He told them that Europe gave the impression of being "no longer fertile and vibrant. . . The great ideas which once inspired Europe seem to have lost their attraction, only to be replaced by the bureaucratic technicalities of its institutions."

The Pope suggested that European institutions were often seen as "aloof" and "engaged in laying down rules perceived as insensitive to individual peoples, if not downright harmful".

He said that this had combined with "certain rather selfish lifestyles, marked by an opulence which is no longer sustainable and frequently indifferent to the world around us" to create a system in which people risked "being reduced to mere cogs in a machine that treats them as items of consumption to be exploited, with the result that, as is so tragically apparent, whenever a human life no longer proves useful for that machine, it is discarded with few qualms, as in the case of the terminally ill, the elderly who are abandoned and uncared for, and children who are killed before they are born".

MEPs, he said, were "called to a great mission which may at times seem an impossible one: to tend to the needs of individuals and peoples".

Praising the EU's commitment to promoting human rights, he warned nevertheless: "Today, there is a tendency to claim ever broader individual rights, and, I am tempted to say, individualistic rights."

The concept of duty had been divorced from the concept of rights, he said. so that "the rights of the individual are upheld without regard for the fact that each human being is part of a social context wherein his or her rights and duties are bound up with those of others and with the common good of society itself."
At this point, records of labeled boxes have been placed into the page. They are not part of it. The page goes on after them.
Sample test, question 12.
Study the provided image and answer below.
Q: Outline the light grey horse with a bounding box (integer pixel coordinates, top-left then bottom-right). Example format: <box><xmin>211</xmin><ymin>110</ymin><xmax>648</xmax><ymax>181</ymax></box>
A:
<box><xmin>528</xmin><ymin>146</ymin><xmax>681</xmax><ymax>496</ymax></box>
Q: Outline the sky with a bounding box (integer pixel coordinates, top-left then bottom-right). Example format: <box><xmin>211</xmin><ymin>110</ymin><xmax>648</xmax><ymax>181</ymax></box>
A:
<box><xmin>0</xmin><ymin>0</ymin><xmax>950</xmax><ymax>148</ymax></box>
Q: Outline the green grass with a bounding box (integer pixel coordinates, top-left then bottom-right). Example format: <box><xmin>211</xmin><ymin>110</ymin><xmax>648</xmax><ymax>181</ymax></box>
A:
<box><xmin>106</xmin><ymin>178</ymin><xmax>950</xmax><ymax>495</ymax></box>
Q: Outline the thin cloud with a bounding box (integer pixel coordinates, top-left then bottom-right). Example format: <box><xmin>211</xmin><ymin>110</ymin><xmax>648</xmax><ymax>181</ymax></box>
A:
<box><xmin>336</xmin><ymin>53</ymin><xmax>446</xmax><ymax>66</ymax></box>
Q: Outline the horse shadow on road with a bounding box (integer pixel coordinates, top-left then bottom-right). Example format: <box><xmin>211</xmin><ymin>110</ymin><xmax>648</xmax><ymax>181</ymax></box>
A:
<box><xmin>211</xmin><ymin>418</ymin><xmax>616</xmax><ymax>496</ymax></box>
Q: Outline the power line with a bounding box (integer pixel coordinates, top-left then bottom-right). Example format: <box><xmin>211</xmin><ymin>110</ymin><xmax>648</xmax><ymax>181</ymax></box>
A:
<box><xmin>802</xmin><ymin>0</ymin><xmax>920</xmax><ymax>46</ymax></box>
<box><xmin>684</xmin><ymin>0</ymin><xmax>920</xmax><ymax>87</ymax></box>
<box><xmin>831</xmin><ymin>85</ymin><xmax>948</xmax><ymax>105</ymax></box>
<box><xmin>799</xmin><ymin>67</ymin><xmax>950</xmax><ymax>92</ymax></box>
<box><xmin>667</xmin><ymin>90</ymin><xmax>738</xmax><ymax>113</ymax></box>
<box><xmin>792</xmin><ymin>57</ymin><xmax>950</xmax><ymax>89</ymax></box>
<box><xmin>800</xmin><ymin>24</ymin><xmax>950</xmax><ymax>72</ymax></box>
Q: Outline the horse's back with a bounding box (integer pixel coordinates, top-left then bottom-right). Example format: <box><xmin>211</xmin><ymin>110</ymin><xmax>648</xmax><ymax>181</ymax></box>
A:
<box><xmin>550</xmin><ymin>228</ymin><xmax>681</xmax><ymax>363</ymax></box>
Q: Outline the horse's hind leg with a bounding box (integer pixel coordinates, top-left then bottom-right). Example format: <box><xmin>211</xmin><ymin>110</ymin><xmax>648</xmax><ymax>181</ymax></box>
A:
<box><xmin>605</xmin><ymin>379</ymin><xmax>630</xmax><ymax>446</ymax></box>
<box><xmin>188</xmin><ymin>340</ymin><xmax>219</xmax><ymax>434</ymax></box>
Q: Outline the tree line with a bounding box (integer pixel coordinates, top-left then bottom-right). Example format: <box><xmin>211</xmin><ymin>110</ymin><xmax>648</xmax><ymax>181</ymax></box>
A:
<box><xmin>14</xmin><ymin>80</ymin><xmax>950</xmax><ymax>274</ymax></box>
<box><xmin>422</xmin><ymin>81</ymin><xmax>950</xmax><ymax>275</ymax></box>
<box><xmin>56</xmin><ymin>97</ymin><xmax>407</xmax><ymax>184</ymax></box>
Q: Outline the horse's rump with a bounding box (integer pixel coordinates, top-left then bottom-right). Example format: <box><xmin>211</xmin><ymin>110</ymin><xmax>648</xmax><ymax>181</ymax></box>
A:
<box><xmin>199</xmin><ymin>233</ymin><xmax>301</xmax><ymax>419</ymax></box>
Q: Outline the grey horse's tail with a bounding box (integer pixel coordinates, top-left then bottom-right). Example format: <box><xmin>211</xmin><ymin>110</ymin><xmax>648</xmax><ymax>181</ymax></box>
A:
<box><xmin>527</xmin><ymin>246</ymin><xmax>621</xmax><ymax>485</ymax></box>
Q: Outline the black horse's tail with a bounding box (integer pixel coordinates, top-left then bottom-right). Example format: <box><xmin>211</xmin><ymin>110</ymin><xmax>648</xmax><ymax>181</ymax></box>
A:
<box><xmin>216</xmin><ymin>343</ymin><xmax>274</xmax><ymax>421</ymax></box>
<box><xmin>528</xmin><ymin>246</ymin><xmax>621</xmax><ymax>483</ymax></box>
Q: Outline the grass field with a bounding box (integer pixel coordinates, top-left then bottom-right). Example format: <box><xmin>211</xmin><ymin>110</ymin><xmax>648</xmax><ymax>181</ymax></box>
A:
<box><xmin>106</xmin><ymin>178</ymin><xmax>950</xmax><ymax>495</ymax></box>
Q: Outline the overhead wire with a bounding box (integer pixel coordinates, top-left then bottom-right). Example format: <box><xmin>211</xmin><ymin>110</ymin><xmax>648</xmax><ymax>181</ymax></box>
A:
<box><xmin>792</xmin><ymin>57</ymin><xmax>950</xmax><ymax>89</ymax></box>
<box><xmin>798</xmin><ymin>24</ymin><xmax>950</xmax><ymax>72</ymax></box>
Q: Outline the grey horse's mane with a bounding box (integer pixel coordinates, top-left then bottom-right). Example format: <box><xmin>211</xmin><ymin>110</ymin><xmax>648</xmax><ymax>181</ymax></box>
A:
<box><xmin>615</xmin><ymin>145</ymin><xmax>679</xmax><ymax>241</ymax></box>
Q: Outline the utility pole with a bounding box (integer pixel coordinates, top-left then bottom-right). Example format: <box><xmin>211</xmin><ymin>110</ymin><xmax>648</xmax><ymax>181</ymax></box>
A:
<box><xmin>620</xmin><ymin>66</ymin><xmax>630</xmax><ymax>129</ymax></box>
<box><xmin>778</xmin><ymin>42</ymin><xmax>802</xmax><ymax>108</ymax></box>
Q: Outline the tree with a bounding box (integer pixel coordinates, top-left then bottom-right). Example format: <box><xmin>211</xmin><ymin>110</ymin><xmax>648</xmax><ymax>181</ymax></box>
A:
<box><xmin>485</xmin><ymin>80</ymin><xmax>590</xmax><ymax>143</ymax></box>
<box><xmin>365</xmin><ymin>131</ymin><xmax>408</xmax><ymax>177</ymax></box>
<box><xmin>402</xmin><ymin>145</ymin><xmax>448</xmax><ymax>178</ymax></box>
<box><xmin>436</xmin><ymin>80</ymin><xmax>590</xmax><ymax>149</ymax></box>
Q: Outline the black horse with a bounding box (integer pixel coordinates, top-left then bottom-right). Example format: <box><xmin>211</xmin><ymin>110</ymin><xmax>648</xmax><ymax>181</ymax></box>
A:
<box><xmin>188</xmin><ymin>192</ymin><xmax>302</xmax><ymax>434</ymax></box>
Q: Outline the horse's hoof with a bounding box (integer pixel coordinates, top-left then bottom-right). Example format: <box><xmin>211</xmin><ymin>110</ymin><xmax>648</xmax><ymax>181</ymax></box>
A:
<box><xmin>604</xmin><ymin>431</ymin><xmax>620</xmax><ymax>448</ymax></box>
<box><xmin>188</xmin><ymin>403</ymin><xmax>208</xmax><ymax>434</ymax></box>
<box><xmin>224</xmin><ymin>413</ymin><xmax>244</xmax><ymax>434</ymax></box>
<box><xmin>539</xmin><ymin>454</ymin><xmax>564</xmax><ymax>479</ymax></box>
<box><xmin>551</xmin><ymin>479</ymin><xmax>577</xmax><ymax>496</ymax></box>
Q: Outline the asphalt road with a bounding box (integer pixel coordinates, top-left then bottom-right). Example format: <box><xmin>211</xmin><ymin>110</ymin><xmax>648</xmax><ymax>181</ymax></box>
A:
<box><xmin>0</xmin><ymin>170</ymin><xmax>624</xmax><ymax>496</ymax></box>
He urged Europe to rediscover its religious roots: "A Europe which is capable of appreciating its religious roots and of grasping their fruitfulness and potential," he said, "will be all the more able to resist the many forms of extremism spreading in the world today, not least as a result of the great vacuum of ideals which currently exists in the West."

And he called for a "united response" to the problems caused by migration, particularly to the refugee crisis across North Africa (News, 14 November). "We cannot allow the Mediterranean to become a vast cemetery," he said.

The president of the European Parliament, Martin Schulz MEP, described the Pope as "a person who gives guidance at a time when we have lost our compass".